Помимо театров в классическом понимании этого слова было довольно много варьете и ресторанов, в которых выступали артисты, имелись постоянные труппы, иногда приглашались знаменитости. О посещении варьете пишет в своих «Воспоминаниях» Екатерина Андреева-Бальмонт. «Однажды Мэри мне сказала: “А вот мы ещё не были в “Salon de varieties”. Что это такое за театр?” — “Это неприличный театр”, - авторитетно заявила я, повторяя слышанные мною дома слова старших.
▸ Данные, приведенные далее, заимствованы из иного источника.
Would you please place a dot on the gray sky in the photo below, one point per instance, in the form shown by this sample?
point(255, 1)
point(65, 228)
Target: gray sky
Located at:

Этот театр помещался на Дмитровке, и, когда мы шли на гимнастику, мы проходили мимо него, нам не позволяли останавливаться у его дверей, разукрашенных пёстрыми афишами. Мэри захотелось непременно побывать там. Она просила отца послать за билетами. И вечером же они поехали в этот кафешантан. “Ну что вы там видели?” — спросила я Нелли с большим любопытством. “Ничего особенного. Было так скучно, что мы уехали с половины спектакля, все то же самое: артисты и артистки пели и танцевали все одинаково, очень высоко поднимали ноги, а одна даже сбила шляпу с головы своего кавалера. Все артистки были в декольте, кто в очень коротких, кто в очень длинных юбках. Очень скучно было. А ты говорила — неприлично!» То, что Мэри увидела в «неприличном» театре — канкан. Поначалу канкан танцевали во французских борделях и сомнительных забегаловках. Всерьёз заговорили о нем в 1864 году, после премьеры оперетты Жана Оффенбаха «Елена Прекрасная». В ней присутствовали элементы канкана, хоть и в более скромной версии. Ноги задирали не так высоко, и упор был на работу с юбками. А всего через 2 года в 1866 году канкан был представлен на сцене Императорского театра в Петербурге. Его танцевала популярная балерина Лядова. Там также был упор на работу с юбками. А после этого танец стал весьма популярен и в России. На балах такое, конечно, не танцевали, но на различных представлениях, в кабаре, некоторых театрах, а также частных вечеринках весьма часто. А самая популярная фигура танца в России была «сбить с носа пенсне». В некоторых случаях его заменяли шляпой.